Screengrab from John Carpenter’s They Live

In the year 3019, a sizeable group of human beings took off onboard the spacecraft humorously nicknamed by some fringe elements the spacovert (space + introvert). The group could in no way claim to be a noticeable player in the mainstream human drama, yet its members were determined. Each one of them had, in fact, parted ways with 1.2 million dollars before she could secure a presence in the adventure. The money wasn’t something you had to somehow make in addition to the usual cost of living, though. The company PR Department had made sure that it was clearly stated on every piece of advertisements, in whatever shape or form, that as soon as you stepped into the space, you would not have to concern yourself with such trivialities as the cost of living. The contract footprint made it clear that every body will be kept active for as long as a continually training model of human longevity determined that the moment of death had not statistically occurred for that particular individual.

What about expenses, while onboard the ship? The company was vague on this topic. While the “user” of the service, as passengers were addressed commonly in the legal documents, would not hold any particular job for the rest of her life, it was made clear that food, shelter, and, beyond all, pleasure, was going to be an abundant commodity. Even in that time and age, however, there were still some brains around that could manage to ask what the other side of the equation that led into this utopia requested in return. Nothing. The user is free to act as she pleases, obviously within the realm of legal activities, and the company would merely observe the user. That was it. The user would allow the company to observe her while she did everything that she did. In theory, one did not have to agree to being observed all the time, yet the more your were observed, the more pleasurable the space became. It made sense, therefore, to let them observe you 24/7 except for extremely private sessions, and those one would want to shorten as well.

So, that’s how the story unfolds. The ship takes off and the passengers claim their seats, then they push the buttons and dive into a space of positive nothingness.


If I could write, I would author science fiction novels and make a lot of money and stop having a fixed address and travel the world wrapped in the warm humid euphoria of the act of existing. And my novels would, on the surface, be nothing out of ordinary. Imaginable extensions of the contemporary. Just more of everything, along every dimension. Farther would be more accessible and smaller would be more intimate. But that would be a setup. I would lure the reader , through that fake promise of familiarity, into a dark space of turmoil and disaster, the inevitability of destruction, the humiliation of irrelevance, and before the reader could manage to console herself that her composure is devastated by mere fiction, I would cut through the facade of the story and expose its treacherous heart to the reader and make it clear to her that what she has read is a true depiction of her everyday life, except for a thin layer of deception that I have wrapped my story in.

If I could write, and if I did write, and if I became famous, then some future literary critic would describe my work as an incarnation of the sunglasses that Nada found in John Carpenter’s They Live. Except, people will pay money for mine.

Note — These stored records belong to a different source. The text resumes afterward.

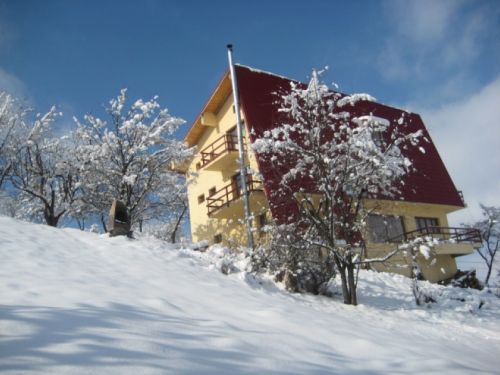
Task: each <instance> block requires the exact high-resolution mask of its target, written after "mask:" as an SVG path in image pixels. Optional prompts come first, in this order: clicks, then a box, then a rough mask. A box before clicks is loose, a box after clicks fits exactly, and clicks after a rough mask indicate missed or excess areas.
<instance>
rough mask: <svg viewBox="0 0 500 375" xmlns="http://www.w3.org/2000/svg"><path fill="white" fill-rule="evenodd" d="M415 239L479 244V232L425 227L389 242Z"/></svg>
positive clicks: (458, 229) (480, 235) (400, 236)
mask: <svg viewBox="0 0 500 375" xmlns="http://www.w3.org/2000/svg"><path fill="white" fill-rule="evenodd" d="M417 237H432V238H436V239H439V240H447V241H452V242H455V243H460V242H469V243H481V242H482V238H481V231H480V230H479V229H475V228H451V227H425V228H421V229H417V230H414V231H411V232H406V233H404V234H402V235H400V236H397V237H394V238H391V239H390V240H389V242H401V241H406V240H412V239H415V238H417Z"/></svg>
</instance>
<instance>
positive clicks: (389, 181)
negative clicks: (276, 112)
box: [253, 72, 422, 304]
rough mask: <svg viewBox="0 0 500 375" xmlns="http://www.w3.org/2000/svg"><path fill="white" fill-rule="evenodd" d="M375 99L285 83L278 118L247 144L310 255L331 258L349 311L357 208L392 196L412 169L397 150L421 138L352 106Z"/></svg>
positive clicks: (358, 227) (314, 80) (397, 196)
mask: <svg viewBox="0 0 500 375" xmlns="http://www.w3.org/2000/svg"><path fill="white" fill-rule="evenodd" d="M373 100H374V99H373V98H372V97H371V96H369V95H366V94H355V95H351V96H344V95H341V94H339V93H337V92H335V91H332V90H330V89H329V87H328V86H327V85H325V84H324V83H323V82H321V81H320V74H318V73H317V72H313V75H312V79H311V81H310V83H309V85H307V86H306V85H302V84H297V83H294V82H292V83H291V87H290V90H289V92H286V93H285V94H283V95H282V97H281V98H280V100H279V104H280V106H281V107H280V109H279V112H280V113H281V114H282V115H283V116H282V117H281V118H280V120H279V122H278V123H277V124H276V126H275V127H274V128H273V129H271V130H268V131H265V132H264V133H263V134H262V135H261V136H260V137H259V138H257V139H256V141H255V142H254V144H253V150H254V151H255V152H256V153H258V154H259V155H260V156H261V157H262V158H264V159H266V160H267V162H268V163H270V165H273V166H275V169H276V170H280V171H282V174H278V176H277V178H278V179H279V186H280V188H279V191H275V192H273V194H275V195H276V196H281V197H287V196H288V197H293V198H292V199H294V200H295V203H296V205H297V207H298V213H297V216H296V217H293V216H292V217H291V221H292V222H293V223H294V224H295V225H296V226H297V231H298V232H299V233H300V236H301V237H302V238H304V239H305V240H306V241H307V243H308V247H309V248H313V249H322V251H325V252H327V253H328V254H333V257H334V260H335V263H336V265H337V268H338V270H339V271H340V274H341V278H342V280H343V292H344V302H346V303H352V304H356V295H355V282H354V278H353V277H354V276H353V271H354V267H355V266H356V265H357V264H360V262H361V255H362V254H361V253H362V249H363V241H362V236H361V233H362V232H363V230H364V227H365V218H366V216H367V212H365V210H364V208H363V201H364V199H365V198H368V197H379V198H380V197H383V198H391V199H394V198H397V197H398V195H399V194H400V192H401V181H402V178H403V177H404V176H405V175H406V174H408V173H410V172H411V171H412V169H413V167H412V162H411V160H409V159H408V158H407V157H406V156H405V154H404V153H403V152H402V148H403V147H405V148H408V147H412V146H416V145H418V143H419V140H420V138H421V137H422V133H421V132H420V131H417V132H408V131H407V130H406V129H405V123H404V121H401V123H394V124H392V123H391V122H390V121H389V120H387V119H382V118H380V117H376V116H373V115H372V114H371V113H366V114H363V115H362V116H360V115H359V114H356V113H357V112H356V111H355V109H356V103H358V102H360V101H373ZM351 109H353V111H351ZM346 271H347V272H346ZM348 279H349V280H348Z"/></svg>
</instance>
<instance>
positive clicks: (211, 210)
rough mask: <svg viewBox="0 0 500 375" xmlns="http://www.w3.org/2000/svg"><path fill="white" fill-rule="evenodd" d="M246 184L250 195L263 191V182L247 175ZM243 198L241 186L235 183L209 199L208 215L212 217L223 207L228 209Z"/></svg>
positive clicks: (214, 195) (220, 191)
mask: <svg viewBox="0 0 500 375" xmlns="http://www.w3.org/2000/svg"><path fill="white" fill-rule="evenodd" d="M246 182H247V190H248V192H249V193H252V192H255V191H263V187H262V182H261V181H258V180H255V179H254V178H253V177H252V176H251V175H247V180H246ZM241 196H242V191H241V186H239V185H238V184H236V182H234V181H233V182H232V183H230V184H229V185H226V186H224V187H223V188H221V189H220V190H217V191H216V192H215V193H214V194H213V195H211V196H209V197H207V209H208V215H209V216H210V215H212V214H213V213H214V212H216V211H218V210H219V209H221V208H222V207H228V206H229V205H230V204H231V202H234V201H236V200H238V199H239V198H241Z"/></svg>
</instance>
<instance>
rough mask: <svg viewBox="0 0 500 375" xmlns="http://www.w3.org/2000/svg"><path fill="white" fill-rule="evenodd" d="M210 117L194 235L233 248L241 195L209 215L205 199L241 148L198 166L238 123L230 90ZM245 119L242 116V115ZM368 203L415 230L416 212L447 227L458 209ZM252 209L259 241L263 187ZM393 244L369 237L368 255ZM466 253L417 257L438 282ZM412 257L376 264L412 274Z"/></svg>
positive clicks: (364, 205) (402, 271)
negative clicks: (428, 257) (433, 219)
mask: <svg viewBox="0 0 500 375" xmlns="http://www.w3.org/2000/svg"><path fill="white" fill-rule="evenodd" d="M206 118H207V119H209V120H210V121H207V123H209V124H210V126H203V129H204V130H203V134H202V135H201V137H200V138H199V140H198V142H197V146H196V147H197V153H196V155H195V157H194V158H193V159H192V160H191V162H190V164H189V167H188V173H187V176H188V182H189V184H188V201H189V213H190V222H191V233H192V239H193V241H195V242H197V241H201V240H208V241H209V243H211V244H212V243H214V237H215V236H216V235H220V236H221V237H222V243H223V244H225V245H228V246H231V247H232V248H233V249H237V248H238V246H239V245H246V243H247V233H246V228H245V226H244V224H243V223H242V219H243V203H242V199H241V198H240V199H239V200H237V201H234V202H232V203H231V204H230V205H228V206H227V207H225V208H222V209H220V210H218V211H217V212H216V213H214V214H212V215H211V216H210V217H209V216H208V209H207V201H206V198H207V197H208V196H209V190H210V189H211V188H213V187H215V188H216V190H217V191H218V190H219V189H221V188H222V187H224V186H226V185H228V184H230V183H231V177H232V176H233V175H234V174H236V173H238V171H239V164H238V158H237V155H236V154H237V153H236V152H233V155H232V156H228V157H225V159H224V161H223V162H221V163H222V164H221V165H223V167H222V169H219V170H217V169H214V168H211V167H209V166H207V167H205V168H201V169H199V170H197V168H196V165H197V163H201V154H200V151H201V150H203V149H204V148H206V147H207V146H208V145H210V144H212V143H213V142H214V141H216V140H217V139H218V138H219V137H221V136H222V135H224V134H225V133H226V132H227V131H228V130H230V129H231V128H233V127H234V126H235V125H236V115H235V113H234V110H233V97H232V95H229V96H228V97H227V98H226V99H225V100H223V101H222V105H221V106H220V109H219V110H218V111H217V113H213V114H212V113H209V114H208V116H206ZM242 119H243V121H244V116H243V114H242ZM245 142H246V145H249V144H250V142H249V139H248V134H247V131H245ZM246 149H247V153H246V163H247V166H248V167H249V168H250V169H251V170H254V171H258V166H257V161H256V159H255V156H254V154H253V153H252V152H251V151H250V150H249V149H248V147H246ZM214 164H215V162H214ZM202 194H203V195H204V196H205V201H204V202H202V203H198V197H199V196H200V195H202ZM364 206H365V209H366V210H369V211H372V212H373V213H377V214H382V215H397V216H401V217H402V218H403V222H404V230H405V232H409V231H413V230H415V229H417V227H416V221H415V217H431V218H437V219H438V222H439V226H442V227H446V226H448V219H447V216H446V215H447V214H448V213H450V212H452V211H455V210H457V209H458V207H454V206H444V205H436V204H424V203H412V202H403V201H391V200H366V201H365V203H364ZM250 208H251V212H252V214H253V215H254V220H253V228H254V239H255V242H256V243H259V242H264V241H265V236H264V235H263V233H262V232H260V231H259V220H258V216H259V215H260V214H263V213H264V214H265V215H266V218H267V220H268V221H269V220H270V219H271V217H270V212H269V209H268V203H267V199H266V197H265V194H264V192H254V193H251V194H250ZM365 237H367V236H365ZM393 248H394V245H393V244H378V243H370V242H369V241H368V242H367V254H366V256H367V257H368V258H373V257H382V256H383V255H385V254H387V253H388V252H389V251H391V250H392V249H393ZM457 249H458V247H457ZM471 250H472V248H471ZM465 253H467V248H466V247H463V246H462V248H461V250H460V251H458V250H457V252H454V245H450V246H448V248H447V251H444V250H442V251H441V253H440V251H439V249H437V251H436V253H435V256H434V257H433V259H434V260H433V261H432V264H431V260H426V259H424V258H423V257H420V258H419V263H420V266H421V269H422V271H423V273H424V276H425V277H426V278H427V279H428V280H431V281H439V280H442V279H445V278H448V277H451V276H453V275H454V274H455V272H456V270H457V267H456V262H455V259H454V256H455V255H458V254H465ZM409 259H410V258H409V257H408V256H405V255H403V254H397V255H396V256H394V257H393V258H391V260H390V261H387V262H385V263H383V264H376V265H374V266H373V268H374V269H377V270H379V271H390V272H396V273H400V274H403V275H406V276H410V273H411V268H410V267H409V265H410V260H409Z"/></svg>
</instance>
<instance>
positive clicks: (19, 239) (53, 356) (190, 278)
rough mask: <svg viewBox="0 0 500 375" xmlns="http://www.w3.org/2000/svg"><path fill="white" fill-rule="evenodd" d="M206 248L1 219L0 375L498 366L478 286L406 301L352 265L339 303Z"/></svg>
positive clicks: (450, 367) (388, 285)
mask: <svg viewBox="0 0 500 375" xmlns="http://www.w3.org/2000/svg"><path fill="white" fill-rule="evenodd" d="M218 254H219V253H218V252H216V251H213V252H211V253H210V252H209V253H208V254H200V253H198V252H194V251H191V250H188V249H176V248H174V247H173V246H171V245H168V244H165V243H163V242H161V241H157V240H153V239H147V238H142V239H138V240H128V239H125V238H108V237H106V236H104V235H97V234H93V233H85V232H81V231H78V230H75V229H55V228H49V227H47V226H42V225H34V224H26V223H22V222H17V221H15V220H12V219H8V218H4V217H0V372H2V373H5V374H32V373H33V374H167V373H171V374H255V373H257V374H259V373H260V374H275V375H277V374H332V373H352V374H387V373H396V374H410V373H411V374H413V373H415V374H416V373H427V374H429V373H440V374H443V373H453V374H471V373H498V368H499V366H500V359H499V356H498V353H500V302H499V301H500V299H498V298H496V297H494V296H493V295H491V294H487V293H484V292H477V291H470V292H468V291H462V290H452V289H451V288H443V287H437V286H430V285H428V286H427V287H428V288H429V290H432V291H433V293H435V294H436V295H437V296H439V299H438V303H437V304H434V305H433V306H431V307H415V306H414V303H413V299H412V294H411V290H410V286H409V285H410V284H409V280H408V279H405V278H404V277H400V276H394V275H386V274H377V273H373V272H363V273H362V275H361V277H362V281H361V282H360V285H359V288H360V289H359V299H360V303H361V305H360V306H358V307H352V306H345V305H343V304H342V303H341V302H340V300H339V299H338V298H337V299H335V298H333V299H332V298H326V297H316V296H310V295H294V294H289V293H286V292H284V291H282V290H281V289H280V287H279V286H276V285H274V284H272V283H271V282H268V281H265V280H260V281H259V280H256V279H255V278H254V277H253V276H252V275H250V274H248V273H246V272H235V273H233V274H230V275H229V276H226V275H224V274H222V273H220V272H219V271H218V265H217V262H216V261H217V257H218ZM214 262H215V263H214ZM457 298H458V299H463V300H464V301H459V300H457ZM480 304H482V307H481V308H480V309H479V308H478V307H479V305H480Z"/></svg>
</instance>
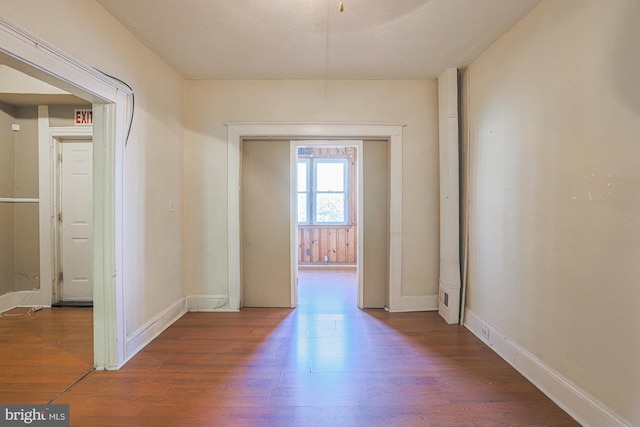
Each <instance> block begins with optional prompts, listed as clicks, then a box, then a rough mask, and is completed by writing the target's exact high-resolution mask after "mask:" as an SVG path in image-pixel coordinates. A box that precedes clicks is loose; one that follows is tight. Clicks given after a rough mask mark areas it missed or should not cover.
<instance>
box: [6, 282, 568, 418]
mask: <svg viewBox="0 0 640 427" xmlns="http://www.w3.org/2000/svg"><path fill="white" fill-rule="evenodd" d="M299 283H300V284H299V288H300V289H299V306H298V308H297V309H295V310H291V309H276V308H250V309H249V308H247V309H243V310H242V311H241V312H240V313H189V314H187V315H185V316H184V317H183V318H181V319H180V320H179V321H178V322H176V323H175V324H174V325H173V326H171V327H170V328H169V329H167V330H166V331H165V332H164V333H163V334H162V335H161V336H160V337H158V338H157V339H156V340H155V341H153V342H152V343H150V344H149V345H148V346H147V347H146V348H145V349H144V350H143V351H142V352H140V353H139V354H138V355H137V356H136V357H135V358H134V359H133V360H131V361H130V362H129V363H128V364H127V365H125V366H124V367H123V368H122V369H121V370H120V371H117V372H92V373H90V374H89V375H88V376H86V377H84V378H83V379H82V380H81V381H79V382H78V383H77V384H75V385H74V386H73V387H72V388H71V389H70V390H68V391H66V392H65V393H63V394H62V395H61V396H58V395H59V393H60V392H61V391H62V390H64V389H65V387H68V386H69V385H70V384H72V383H73V381H74V379H75V378H78V377H79V376H81V375H82V372H83V369H85V368H86V360H84V356H86V354H84V353H82V354H78V356H82V357H78V358H77V360H76V362H75V363H76V364H77V365H78V368H77V369H76V371H74V372H69V379H68V380H67V383H66V386H65V384H64V381H63V380H62V378H59V379H57V380H55V381H53V380H51V379H53V378H54V377H55V378H57V376H56V375H55V374H54V372H55V370H56V369H57V368H58V366H63V365H62V364H58V363H56V362H55V361H50V362H44V361H42V360H41V361H39V362H37V363H44V364H45V365H46V369H44V370H43V371H41V372H40V373H39V374H38V378H36V376H35V375H31V376H28V375H27V376H25V377H23V375H26V372H28V370H27V369H25V368H26V366H28V365H29V363H27V362H25V361H15V360H13V358H12V355H13V353H14V352H16V351H17V350H15V349H14V351H5V350H3V353H2V361H3V364H2V366H1V369H2V372H3V374H2V375H3V378H5V379H4V381H5V382H4V383H3V384H2V385H3V390H6V389H5V388H4V387H5V386H9V385H10V384H12V386H11V389H10V390H7V391H4V394H2V395H1V396H2V400H3V401H7V399H8V400H10V401H11V402H17V401H20V400H21V399H23V400H26V399H29V400H30V401H31V402H30V403H39V402H48V401H52V400H53V401H54V402H55V403H67V404H70V407H71V425H78V426H131V425H153V426H203V425H206V426H261V427H262V426H279V427H280V426H296V427H297V426H304V427H307V426H323V427H325V426H385V427H386V426H391V425H396V426H467V425H469V426H471V425H473V426H494V425H507V426H516V425H517V426H533V425H555V426H560V425H562V426H577V425H578V424H577V423H575V422H574V421H573V420H572V419H571V418H570V417H569V416H568V415H567V414H566V413H564V412H563V411H562V410H560V409H559V408H558V407H557V406H556V405H555V404H553V403H552V402H551V401H550V400H549V399H548V398H546V397H545V396H544V395H543V394H542V393H541V392H540V391H539V390H537V389H536V388H535V387H534V386H533V385H531V384H530V383H529V382H527V381H526V380H525V379H524V378H523V377H522V376H521V375H520V374H518V373H517V372H516V371H515V370H514V369H512V368H511V367H510V366H508V365H507V364H506V363H505V362H504V361H503V360H502V359H500V358H499V357H498V356H497V355H496V354H495V353H493V352H492V351H491V350H490V349H489V348H487V347H486V346H485V345H484V344H482V343H481V342H480V341H479V340H478V339H477V338H476V337H474V336H473V335H472V334H471V333H470V332H468V331H467V330H466V329H464V328H462V327H459V326H450V325H446V324H445V323H444V321H442V319H441V318H440V317H439V316H438V315H437V313H424V312H423V313H387V312H385V311H384V310H359V309H357V308H356V288H355V274H354V272H353V271H348V270H336V271H327V272H320V271H317V270H309V271H303V272H302V273H301V275H300V281H299ZM60 310H67V309H60ZM68 310H71V309H68ZM76 310H83V309H76ZM59 313H62V312H59ZM39 317H40V312H38V313H36V314H35V315H34V318H33V319H25V320H24V321H25V322H33V321H34V320H36V321H37V319H38V318H39ZM0 322H5V319H0ZM11 322H14V320H11ZM3 326H4V325H3ZM41 327H42V328H43V330H42V332H43V335H44V336H49V337H50V338H49V339H48V340H47V339H46V338H43V337H40V336H38V335H37V334H34V333H33V332H28V333H25V334H24V336H23V339H21V343H20V344H16V346H24V350H19V351H20V354H21V355H22V356H21V357H27V356H29V355H31V354H32V353H43V352H50V351H52V349H51V347H57V346H58V345H57V344H55V343H51V342H50V341H52V339H51V337H52V336H53V335H52V334H53V332H52V331H51V329H57V328H66V327H69V328H73V327H74V326H72V325H68V326H64V325H58V326H57V327H54V328H51V327H50V326H47V325H41ZM5 329H6V328H3V334H5V332H4V330H5ZM31 329H32V330H34V329H37V328H31ZM47 329H48V330H47ZM69 332H70V331H69ZM66 336H67V339H69V340H70V339H71V337H72V336H73V333H70V334H67V335H66ZM2 338H3V342H8V341H6V340H10V339H16V337H15V336H12V335H11V334H8V333H6V334H5V335H4V336H3V337H2ZM54 340H55V339H54ZM63 341H64V340H63ZM54 357H55V356H54ZM68 357H70V356H68ZM33 360H35V359H32V361H33ZM67 362H69V360H67ZM65 363H66V362H65ZM69 365H73V363H69ZM31 366H33V363H31ZM64 366H67V365H64ZM16 369H18V370H16ZM47 369H48V370H49V371H50V372H51V376H49V374H48V373H46V371H47ZM65 369H66V368H65ZM7 376H10V377H11V379H6V378H7ZM23 378H24V379H23ZM54 383H55V384H54ZM34 390H35V391H36V392H34ZM23 392H24V393H26V394H23Z"/></svg>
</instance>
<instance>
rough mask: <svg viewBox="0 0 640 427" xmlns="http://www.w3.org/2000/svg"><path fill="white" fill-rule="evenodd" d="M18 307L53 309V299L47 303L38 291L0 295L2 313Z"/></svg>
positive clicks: (4, 294)
mask: <svg viewBox="0 0 640 427" xmlns="http://www.w3.org/2000/svg"><path fill="white" fill-rule="evenodd" d="M16 307H51V299H49V300H47V301H46V302H45V301H44V300H43V298H42V295H41V292H40V290H38V289H36V290H32V291H18V292H8V293H6V294H4V295H0V313H3V312H5V311H8V310H11V309H13V308H16Z"/></svg>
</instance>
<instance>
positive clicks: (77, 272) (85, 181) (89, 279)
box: [60, 141, 93, 301]
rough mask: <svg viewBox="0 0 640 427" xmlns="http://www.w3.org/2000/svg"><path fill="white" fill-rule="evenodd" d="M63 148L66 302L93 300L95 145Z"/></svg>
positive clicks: (78, 144)
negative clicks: (93, 159) (93, 154)
mask: <svg viewBox="0 0 640 427" xmlns="http://www.w3.org/2000/svg"><path fill="white" fill-rule="evenodd" d="M60 145H61V155H62V157H61V159H62V162H61V173H60V258H61V266H62V274H61V277H62V280H61V282H62V286H61V288H62V300H63V301H92V300H93V274H92V259H93V258H92V242H91V227H92V225H91V223H92V187H93V162H92V159H93V144H92V143H91V142H90V141H68V142H67V141H65V142H63V143H62V144H60Z"/></svg>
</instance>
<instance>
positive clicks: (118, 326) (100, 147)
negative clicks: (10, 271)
mask: <svg viewBox="0 0 640 427" xmlns="http://www.w3.org/2000/svg"><path fill="white" fill-rule="evenodd" d="M0 59H1V60H2V61H3V63H5V64H7V65H8V66H10V67H12V68H15V69H17V70H19V71H22V72H24V73H26V74H28V75H30V76H32V77H35V78H38V79H40V80H42V81H44V82H47V83H49V84H52V85H54V86H57V87H59V88H61V89H64V90H66V91H68V92H70V93H72V94H74V95H76V96H79V97H81V98H83V99H86V100H89V101H92V102H93V103H94V108H93V110H94V160H95V163H94V203H93V208H94V220H95V221H94V230H93V234H94V266H93V267H94V334H93V335H94V337H93V338H94V364H95V367H96V368H97V369H118V368H119V367H121V366H122V365H123V364H124V363H125V362H126V360H127V356H126V339H125V338H126V333H125V313H124V279H123V276H122V271H123V268H122V267H123V263H124V256H123V252H124V248H123V227H122V224H123V217H124V214H123V171H124V159H123V157H124V144H125V137H126V123H127V119H128V114H129V112H130V106H131V95H132V91H131V89H129V88H128V87H127V86H125V85H123V84H122V83H120V82H118V81H116V80H114V79H112V78H109V77H107V76H105V75H104V74H103V73H101V72H100V71H98V70H96V69H95V68H93V67H91V66H89V65H86V64H84V63H82V62H80V61H78V60H77V59H75V58H73V57H72V56H70V55H68V54H67V53H65V52H63V51H62V50H60V49H58V48H56V47H54V46H52V45H51V44H49V43H48V42H47V41H46V40H42V39H40V38H39V37H37V36H35V35H34V34H32V33H30V32H29V31H28V30H26V29H24V28H21V27H20V26H18V25H16V24H14V23H12V22H10V21H8V20H7V19H5V18H3V17H0ZM39 125H40V124H39ZM48 298H49V299H50V298H51V296H50V295H49V296H48Z"/></svg>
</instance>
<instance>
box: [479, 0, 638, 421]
mask: <svg viewBox="0 0 640 427" xmlns="http://www.w3.org/2000/svg"><path fill="white" fill-rule="evenodd" d="M639 22H640V3H639V2H638V1H636V0H615V1H602V0H563V1H554V0H547V1H545V2H543V3H542V4H540V5H539V6H538V7H537V8H536V9H534V10H533V12H532V13H531V14H529V15H528V16H527V17H526V18H525V19H524V20H523V21H521V22H520V23H519V24H518V25H517V26H516V27H515V28H513V29H512V30H511V31H510V32H509V33H507V34H506V35H505V36H503V37H502V38H501V39H500V40H498V41H497V42H496V43H495V44H494V45H493V46H492V47H491V48H490V49H488V50H487V51H486V52H485V53H483V54H482V55H481V56H480V57H479V58H478V59H477V60H476V61H474V62H473V63H472V65H471V66H470V67H469V69H468V76H467V77H468V83H469V111H468V113H469V114H470V116H469V130H470V148H469V149H470V152H471V179H470V183H471V193H470V200H471V216H470V221H471V222H470V228H471V242H470V260H471V263H470V266H469V290H468V309H469V310H470V311H471V312H472V313H473V314H474V315H475V316H477V317H478V318H480V319H481V320H482V321H484V322H486V323H487V324H489V325H490V326H492V327H493V328H495V330H496V331H499V333H500V334H502V335H504V336H505V337H507V338H508V339H510V340H513V341H514V342H515V343H516V344H517V345H519V346H521V347H522V348H524V349H525V350H526V351H528V352H529V354H530V355H532V356H533V357H535V358H537V359H539V361H540V362H542V363H543V364H544V365H546V366H547V367H549V368H550V369H551V370H553V371H555V372H557V373H559V374H560V375H561V376H562V377H564V378H565V379H566V380H568V382H569V383H570V384H573V385H575V386H577V387H578V388H579V389H580V390H582V391H584V392H586V393H587V394H588V395H590V396H591V397H593V398H594V400H595V401H596V402H601V403H603V404H604V405H605V406H606V407H608V408H609V409H610V410H612V412H613V413H614V414H617V415H618V416H620V417H621V418H623V419H626V420H627V421H628V422H629V423H630V424H632V425H640V404H639V403H638V402H640V363H638V362H639V361H640V333H639V329H638V328H639V326H640V310H638V308H639V304H638V301H639V299H640V286H639V283H638V278H639V277H640V263H639V262H638V257H639V256H640V214H639V212H640V197H638V194H639V193H638V188H640V139H639V138H640V137H639V135H640V80H638V76H640V49H639V46H640V25H638V23H639Z"/></svg>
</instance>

I don’t think the question is whether or not one must maintain a presence on the social media. The circumstance begs a more elaborate formulation based on the dynamics of power. Hence, given any arbitrary balance of power between the user and Facebook, a particular optimal point could be outlined, most probably through an iterative stochastic optimization model.

Above all, the present situation is a close encounter between man and machine, albeit the machine is a mechanism of exploitation devised by a group of men. Hence, for all that matters, every single Facebook user may run away from it into some notion of safety. None of the “survivors”, however, would have the same option when machines take over the job of determining if a driving accident victim should receive care at the ER.